I distinctly remember having to search my community mental health center for a client chart. This scenario was not at all helpful to the client and certainly not productive for me. The chart, if and when it was found, would be incomplete and scattered as we often delivered care in several silos (or should I say programs).  We were fortunate to have an updated medication profile to understand where med management was providing services and whether or not my client was considered compliant. These are long forgotten benefits of the electronic health record, but, in my experience, were beneficial advancements paved by technology. Like many of you, I went kicking and screaming to the EHR training room but eventually saw the benefit of technology within the care delivery space. Soon after, I became a major supporter of health information technology…a tech evangelist among social workers.

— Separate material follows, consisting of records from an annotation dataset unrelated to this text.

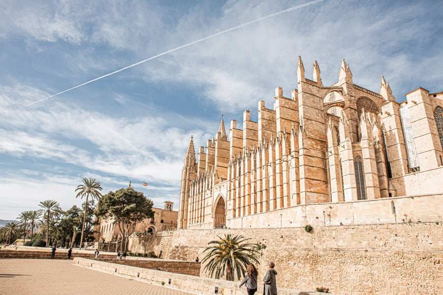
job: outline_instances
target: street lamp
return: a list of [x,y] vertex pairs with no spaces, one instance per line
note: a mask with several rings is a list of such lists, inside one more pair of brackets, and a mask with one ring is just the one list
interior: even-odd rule
[[324,211],[323,211],[323,225],[326,226],[326,217],[324,217]]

Today, I witness our EHRs exchanging data between organizations, giving organizations the ability to send and receive referrals, continuity of care documents and other data geared toward improving care. It’s an exciting time. I know this will advance us again toward a more efficient, safe and supportive system of care.  The success we have seen in our partnership with Suncoast and PEHMS have confirmed my belief we can change the way care is delivered in the United States.

I even love the name of the document…Continuity of Care (CCD).  Joint Commission estimates, “80% of serious medical errors involve miscommunication during the hand off between providers”.  Netsmart’s ability to support electronic transitions of care with affiliate service providers is new and many are hesitant. I understand the hesitancy, but cannot support obstacles to the improvement of care. There is secure and efficient infrastructures behind all we do to exchange data — whether between providers, across locations, or in our many Health Information Exchanges (HIE).  We need to change our methods (laws) and realize today’s care requires a new way of managing data.

These are exciting times to be in behavioral health and addiction treatment. Integration, collaboration and connectivity will be words that continue to penetrate the terminology of care providers.  Research, statistics and good common clinical sense support the need for us to continue to evolve with technology. Exchange of patient health information will lead to better treatment. This is a call to action for care providers to engage in the discussion of connected care and exchanging data. I know many will go kicking and screaming like I did…but it wasn’t long after I realized technology will support, enhance and improve care delivery.